Jeram Patel’s abstract works are on view at Kolkata based Harrington Street Arts Centre. His new solo exhibition of recent Works bears testimony to the potency of his oeuvre. The Baroda-based artist is considered one of the doyens of his era. His is one of the foremost names on the Indian art scene that formulated a new visual identity and method of abstraction.
The most striking about his art practice is the vibrancy and energy it generates. In the present suite of works, he has primarily only black & white. He alludes to no real or fathomable form as such. Like those of his famous contemporary, Jagdish Swaminathan, his works are replete with a strong suggestive force taking a physical form at times. They evoke mystical mental states. His paintings exploit the latent potential of juxtaposing black & white.
Born in 1930 in Gujarat, he studied drawing and painting at Sir JJ School of Art, Mumbai, and later at typography and publicity design at Central School of Arts and Craft, London. The veteran artist has had solos in London, Delhi, Kolkata and Mumbai apart from representing India at the Tokyo Biennale (1963), the Sao Paulo Biennale (1963), the Third World Biennale at Baghdad (1980) and the Festival of India, London (1982).
A recipient of the National Award from the LKA (1957, 1963, 1973 and 1984) and National Award for Design (1976), he has also won a silver medal from the Bombay Art Society (1960). He was awarded Emeritus Fellowship from the Government of India in 1994. Jeram Patel was till recent associated with the Faculty of Fine Arts, Baroda University.
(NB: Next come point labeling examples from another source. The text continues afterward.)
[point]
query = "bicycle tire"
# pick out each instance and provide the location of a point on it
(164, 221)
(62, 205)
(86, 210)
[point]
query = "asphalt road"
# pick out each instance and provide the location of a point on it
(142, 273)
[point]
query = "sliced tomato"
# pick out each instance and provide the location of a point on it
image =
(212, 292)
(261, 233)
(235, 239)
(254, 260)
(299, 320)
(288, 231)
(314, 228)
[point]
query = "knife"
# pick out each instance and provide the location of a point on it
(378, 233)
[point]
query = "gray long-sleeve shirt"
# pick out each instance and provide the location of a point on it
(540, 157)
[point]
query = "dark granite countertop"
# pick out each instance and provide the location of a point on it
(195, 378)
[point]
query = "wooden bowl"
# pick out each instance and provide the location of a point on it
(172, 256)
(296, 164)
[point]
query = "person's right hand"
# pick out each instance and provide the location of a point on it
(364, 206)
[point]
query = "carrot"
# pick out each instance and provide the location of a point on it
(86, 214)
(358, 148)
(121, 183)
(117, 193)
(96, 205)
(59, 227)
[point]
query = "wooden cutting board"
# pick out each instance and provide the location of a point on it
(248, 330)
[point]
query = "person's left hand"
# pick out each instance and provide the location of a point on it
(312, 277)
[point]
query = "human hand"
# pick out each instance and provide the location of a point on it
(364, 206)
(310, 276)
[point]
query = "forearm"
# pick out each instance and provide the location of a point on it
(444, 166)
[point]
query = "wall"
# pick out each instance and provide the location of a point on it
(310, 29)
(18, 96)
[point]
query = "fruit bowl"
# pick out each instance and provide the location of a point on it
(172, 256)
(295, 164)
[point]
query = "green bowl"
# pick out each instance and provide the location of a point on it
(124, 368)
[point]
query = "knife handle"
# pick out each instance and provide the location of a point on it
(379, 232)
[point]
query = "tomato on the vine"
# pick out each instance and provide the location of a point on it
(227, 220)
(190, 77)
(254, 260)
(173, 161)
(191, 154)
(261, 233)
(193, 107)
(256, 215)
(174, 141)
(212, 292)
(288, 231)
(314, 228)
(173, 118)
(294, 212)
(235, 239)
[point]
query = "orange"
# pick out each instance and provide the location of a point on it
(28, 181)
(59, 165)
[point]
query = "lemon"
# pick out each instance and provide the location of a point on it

The recent canvases unleash a force of tremendous magnitude. His ‘boxes’ exude a more soothing feel with the wedges, grooves and geometric shapes that have been hollowed into mirror-like surfaces. The sides demarcated with lines like concentric tree rings, some with chips of colored ceramic at their bottom are akin to fixed forms. At times, this creates an illusion of movement just like shreds of clouds on the skin of a lake.